Reasonable values for data augmentation

Hi DeepSpeech experts,

I’m interested in building an ASR model that works well with spontaneous conversation in environments with some background noise.

I understand that the current DeepSpeech pretrained model (0.6.1) is trained with relatively clean audio and no noise added.

In the near term, I might be able to label ~1 hour of data from my domain for transfer learning. I fear that will not be sufficient to achieve good fine-tuning. Consequently, I would like to train a base model on the Common Voice dataset with data augmentation, including gaussian noise.

I see there’s already a training parameter that adds gaussian noise, “data_aug_features_additive”. However, I don’t know what a reasonable value would be. Is there any rule of thumb, natural value, or suggestion based on past experience to assign this on a first training run?

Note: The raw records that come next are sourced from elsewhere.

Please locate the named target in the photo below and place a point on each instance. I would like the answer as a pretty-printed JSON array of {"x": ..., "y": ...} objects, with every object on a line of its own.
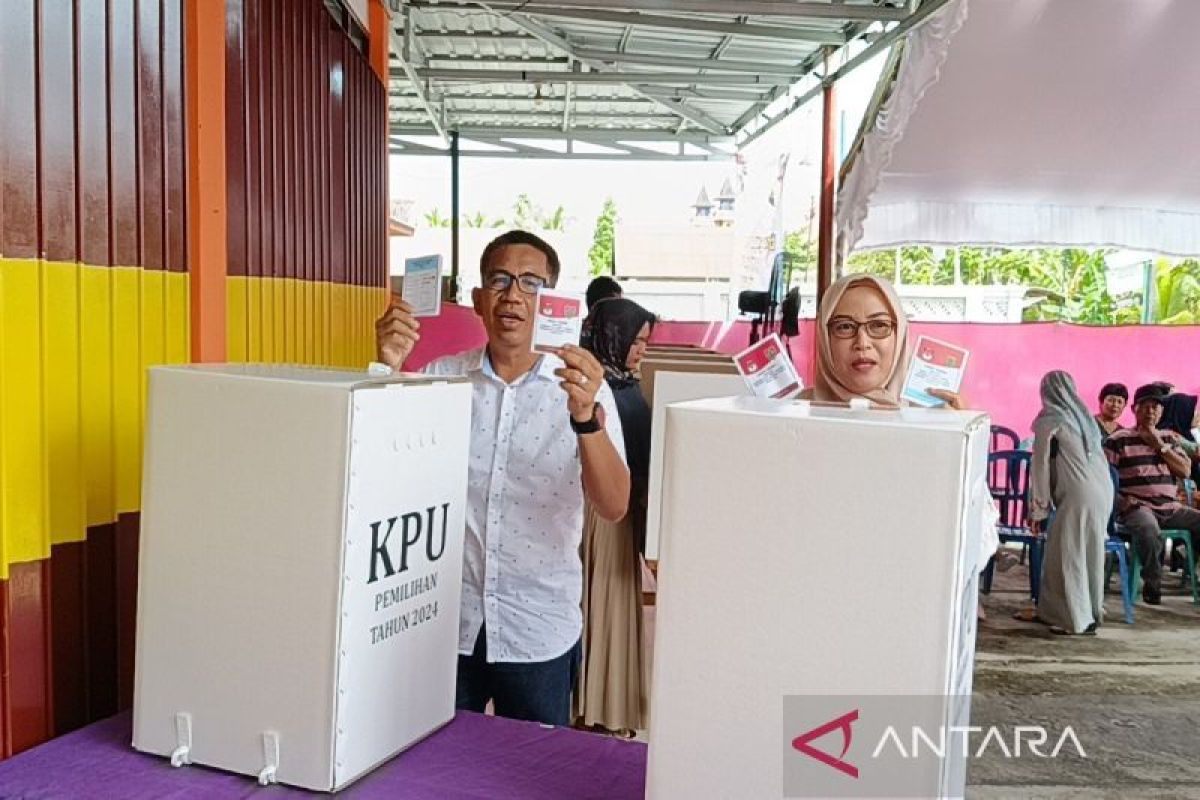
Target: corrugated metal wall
[
  {"x": 93, "y": 289},
  {"x": 306, "y": 133}
]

And, a related question. If I train a model and the ASR accuracy is somewhat low on my dataset, any suggestions on how I can know whether the value of data_aug_features_additive was set too high or too low? I can see either value having a negative effect on training…

Thanks in advance for any help you can provide. =D

Aha, one follow-up question. There’s another noise parameter data_aug_features_multiplicative. Should I be using this noise feature as well, and if so is there a recommended value to give?

I honestly don’t have a great intuition for what causes additive versus multiplicative noise, nor which type of noise is more prevalent in my data.

1 Like

Hi @craklyn

Is there any good dataset for spontaneous speech, either open or commercial? I think the pretrained model is more biased on read speech.